Knowing the moment of emission, Reciever can work out a distance for any received ultrasonic signals. As 3 distances are known, receiver is able to figure out receiver’s position by trilateration.


Tools involved in this demonstration are simple:

  • A Soundcard
    • -> 5.1 surround sound, means 6 available channels
    • 192 Khz sampling for microphone input
  • A few Piezo Tweeters
  • A radio emitter
  • A radio receiver
  • And a condenser microphone

In such circumstances, my microphone, for want of anything better (and much more expensive) was insufficient. A common microphone is not fitted for ultrasounds. Even my measurement microphone was limited to 20-22 Khz.


Acoustic pulse had to be played over multiple frequencies, but still being catch with high accuracy (travelling as fast as sound, a millisecond error brings you 0.34cm further). Bests results use frequency modulation, sound waves carrying the real synchronization pattern.

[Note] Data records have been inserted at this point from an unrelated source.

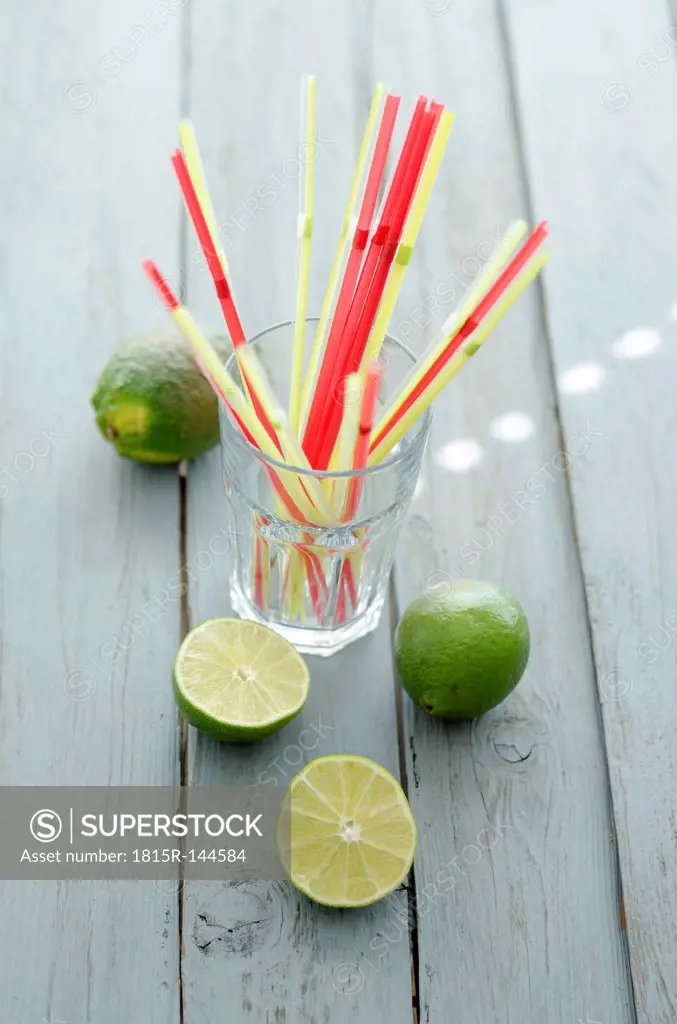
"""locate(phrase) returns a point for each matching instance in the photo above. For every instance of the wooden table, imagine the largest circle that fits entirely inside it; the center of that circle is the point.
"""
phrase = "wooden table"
(544, 888)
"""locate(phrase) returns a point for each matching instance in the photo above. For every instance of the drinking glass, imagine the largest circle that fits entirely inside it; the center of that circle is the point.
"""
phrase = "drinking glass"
(322, 585)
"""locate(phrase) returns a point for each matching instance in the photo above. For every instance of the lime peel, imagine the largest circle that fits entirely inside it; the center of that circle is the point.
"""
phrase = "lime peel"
(349, 829)
(238, 680)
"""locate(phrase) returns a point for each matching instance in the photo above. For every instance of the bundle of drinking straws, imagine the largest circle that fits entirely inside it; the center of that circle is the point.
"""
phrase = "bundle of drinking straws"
(331, 421)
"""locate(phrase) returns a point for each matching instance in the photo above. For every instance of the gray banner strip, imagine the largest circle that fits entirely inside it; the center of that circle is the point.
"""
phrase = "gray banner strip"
(140, 833)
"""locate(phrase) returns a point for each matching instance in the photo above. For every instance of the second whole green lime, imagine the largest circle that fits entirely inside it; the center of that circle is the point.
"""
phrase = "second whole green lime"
(153, 402)
(462, 648)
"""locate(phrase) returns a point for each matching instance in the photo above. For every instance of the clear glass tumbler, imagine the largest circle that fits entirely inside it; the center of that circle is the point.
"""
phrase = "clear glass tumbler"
(320, 585)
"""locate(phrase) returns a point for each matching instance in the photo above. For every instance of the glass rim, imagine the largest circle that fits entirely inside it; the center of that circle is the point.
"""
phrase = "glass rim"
(419, 436)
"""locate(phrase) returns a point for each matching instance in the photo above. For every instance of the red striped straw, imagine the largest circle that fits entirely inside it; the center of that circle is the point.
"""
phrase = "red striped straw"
(209, 249)
(470, 325)
(326, 377)
(221, 286)
(367, 413)
(377, 265)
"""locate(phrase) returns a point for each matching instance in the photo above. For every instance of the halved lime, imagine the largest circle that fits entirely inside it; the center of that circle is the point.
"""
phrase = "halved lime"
(349, 829)
(238, 680)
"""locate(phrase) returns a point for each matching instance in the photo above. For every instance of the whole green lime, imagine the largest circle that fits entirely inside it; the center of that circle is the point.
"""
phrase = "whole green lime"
(461, 648)
(152, 401)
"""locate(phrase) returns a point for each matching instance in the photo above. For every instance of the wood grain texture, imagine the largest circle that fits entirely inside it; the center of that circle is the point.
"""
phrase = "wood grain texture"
(515, 876)
(85, 539)
(261, 950)
(611, 194)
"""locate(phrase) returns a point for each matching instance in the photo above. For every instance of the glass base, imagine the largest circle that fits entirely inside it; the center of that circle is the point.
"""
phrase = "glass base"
(312, 639)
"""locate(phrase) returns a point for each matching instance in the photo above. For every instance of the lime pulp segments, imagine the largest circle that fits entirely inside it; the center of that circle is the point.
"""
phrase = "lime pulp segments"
(351, 833)
(238, 680)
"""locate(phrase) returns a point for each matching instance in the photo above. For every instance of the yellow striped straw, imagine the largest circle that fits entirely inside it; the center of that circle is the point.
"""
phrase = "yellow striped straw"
(226, 386)
(344, 451)
(188, 142)
(483, 282)
(458, 360)
(343, 248)
(291, 446)
(410, 235)
(306, 199)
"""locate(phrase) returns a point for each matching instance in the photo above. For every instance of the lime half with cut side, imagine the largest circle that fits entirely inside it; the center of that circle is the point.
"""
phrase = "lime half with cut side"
(347, 835)
(238, 680)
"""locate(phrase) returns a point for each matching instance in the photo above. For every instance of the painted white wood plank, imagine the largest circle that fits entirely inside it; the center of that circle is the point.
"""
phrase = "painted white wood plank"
(597, 89)
(516, 885)
(261, 949)
(85, 539)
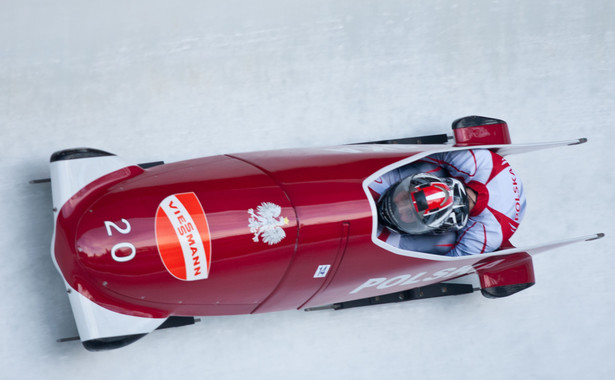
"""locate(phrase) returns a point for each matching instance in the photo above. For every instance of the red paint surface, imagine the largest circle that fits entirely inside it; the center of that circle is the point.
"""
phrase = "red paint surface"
(329, 223)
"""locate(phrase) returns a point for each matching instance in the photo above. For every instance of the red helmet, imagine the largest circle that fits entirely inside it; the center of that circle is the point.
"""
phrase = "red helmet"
(423, 204)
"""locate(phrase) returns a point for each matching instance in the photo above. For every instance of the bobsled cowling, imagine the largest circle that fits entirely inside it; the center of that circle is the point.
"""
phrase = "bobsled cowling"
(237, 234)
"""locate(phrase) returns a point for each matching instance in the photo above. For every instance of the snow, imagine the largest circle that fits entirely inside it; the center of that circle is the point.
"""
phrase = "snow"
(169, 80)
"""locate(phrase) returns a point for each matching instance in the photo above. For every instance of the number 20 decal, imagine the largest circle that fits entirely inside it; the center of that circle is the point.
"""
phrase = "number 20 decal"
(120, 246)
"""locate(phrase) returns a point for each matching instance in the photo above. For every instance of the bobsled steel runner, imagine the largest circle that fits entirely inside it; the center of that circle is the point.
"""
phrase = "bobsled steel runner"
(429, 291)
(139, 246)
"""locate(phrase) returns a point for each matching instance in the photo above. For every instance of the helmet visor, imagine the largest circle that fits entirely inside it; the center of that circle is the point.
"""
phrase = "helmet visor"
(423, 204)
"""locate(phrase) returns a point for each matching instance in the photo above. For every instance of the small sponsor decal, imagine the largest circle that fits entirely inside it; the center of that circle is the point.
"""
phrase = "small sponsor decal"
(266, 223)
(322, 271)
(182, 237)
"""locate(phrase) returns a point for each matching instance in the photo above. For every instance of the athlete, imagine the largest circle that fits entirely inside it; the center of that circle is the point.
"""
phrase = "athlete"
(455, 203)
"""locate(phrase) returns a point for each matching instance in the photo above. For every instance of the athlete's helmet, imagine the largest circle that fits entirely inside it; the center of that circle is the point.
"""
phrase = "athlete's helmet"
(424, 204)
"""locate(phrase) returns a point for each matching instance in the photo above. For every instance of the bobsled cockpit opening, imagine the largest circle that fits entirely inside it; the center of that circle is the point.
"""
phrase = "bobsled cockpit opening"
(389, 238)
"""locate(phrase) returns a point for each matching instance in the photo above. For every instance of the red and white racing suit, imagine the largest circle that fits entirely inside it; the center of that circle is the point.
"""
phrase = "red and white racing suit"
(500, 202)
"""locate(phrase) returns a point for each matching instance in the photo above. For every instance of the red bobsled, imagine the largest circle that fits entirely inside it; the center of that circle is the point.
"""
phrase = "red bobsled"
(142, 246)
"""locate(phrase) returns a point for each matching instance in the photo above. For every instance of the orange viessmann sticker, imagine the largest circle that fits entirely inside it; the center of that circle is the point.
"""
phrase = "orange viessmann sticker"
(182, 236)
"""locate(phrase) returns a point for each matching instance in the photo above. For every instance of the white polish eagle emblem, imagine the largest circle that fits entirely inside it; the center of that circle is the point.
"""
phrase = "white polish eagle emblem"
(267, 223)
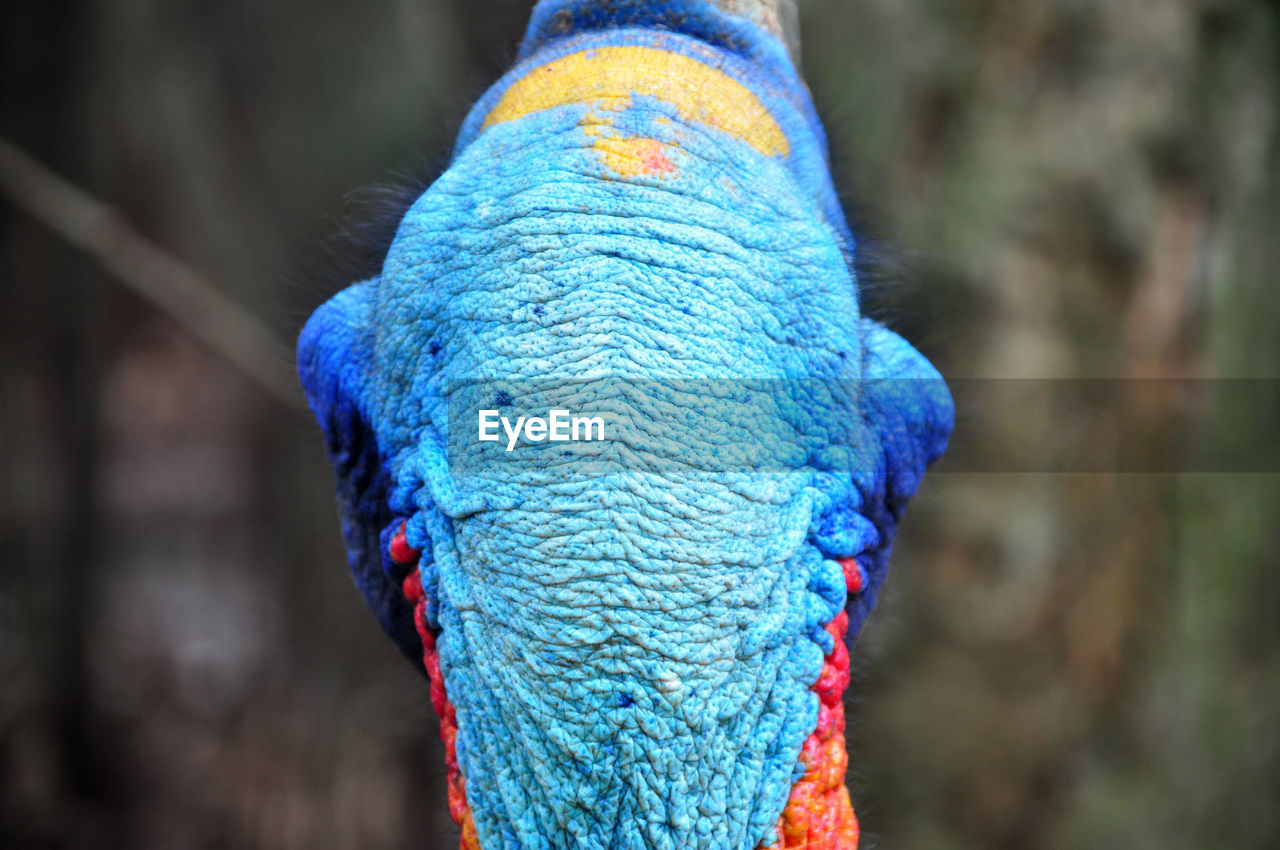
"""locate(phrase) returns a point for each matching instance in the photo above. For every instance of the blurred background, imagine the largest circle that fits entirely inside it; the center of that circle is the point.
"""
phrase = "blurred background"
(1055, 188)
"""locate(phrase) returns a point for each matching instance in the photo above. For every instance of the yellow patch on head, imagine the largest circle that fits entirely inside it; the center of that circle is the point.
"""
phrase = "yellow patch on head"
(611, 77)
(632, 155)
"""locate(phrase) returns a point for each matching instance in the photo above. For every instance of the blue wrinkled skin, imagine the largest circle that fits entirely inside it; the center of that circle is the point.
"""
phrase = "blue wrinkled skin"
(630, 654)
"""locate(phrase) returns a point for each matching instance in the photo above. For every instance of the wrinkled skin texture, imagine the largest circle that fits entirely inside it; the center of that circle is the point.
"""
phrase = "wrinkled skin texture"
(631, 653)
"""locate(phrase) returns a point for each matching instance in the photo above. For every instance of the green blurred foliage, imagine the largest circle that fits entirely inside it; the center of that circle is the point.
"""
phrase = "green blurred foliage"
(1051, 188)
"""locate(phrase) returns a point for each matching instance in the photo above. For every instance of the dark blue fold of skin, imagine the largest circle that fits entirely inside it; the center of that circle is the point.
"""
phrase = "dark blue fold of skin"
(630, 652)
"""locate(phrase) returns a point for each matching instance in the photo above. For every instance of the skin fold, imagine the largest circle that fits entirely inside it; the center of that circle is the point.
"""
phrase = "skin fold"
(636, 643)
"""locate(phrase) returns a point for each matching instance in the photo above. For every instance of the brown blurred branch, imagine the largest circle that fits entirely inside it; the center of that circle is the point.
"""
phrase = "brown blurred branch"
(155, 274)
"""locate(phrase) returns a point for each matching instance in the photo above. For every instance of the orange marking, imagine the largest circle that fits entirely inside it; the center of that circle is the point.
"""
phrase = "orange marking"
(819, 816)
(612, 77)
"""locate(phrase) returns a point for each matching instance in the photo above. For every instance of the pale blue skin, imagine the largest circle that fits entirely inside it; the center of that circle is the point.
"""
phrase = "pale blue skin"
(630, 653)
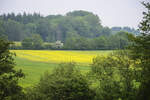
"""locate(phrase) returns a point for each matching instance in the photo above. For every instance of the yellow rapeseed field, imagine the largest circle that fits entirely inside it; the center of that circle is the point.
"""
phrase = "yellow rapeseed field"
(57, 56)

Repeated several times a second, each wave is recorded by receiver who analyses determined frequencies and estimates its position.


For this little experiment, 5.1 sound kit is plugged into the soundcard to amplify the signal. Four outputs are wired to three emitters (each).

Soundcard also broadcasts radio signal through a short range FM emitter.

The microphone is a condenser measurement microphone. It requires additional power supply and has a special plug.
To merge sound and radio, both microphone and radio receiver are linked up to the same soundcard input.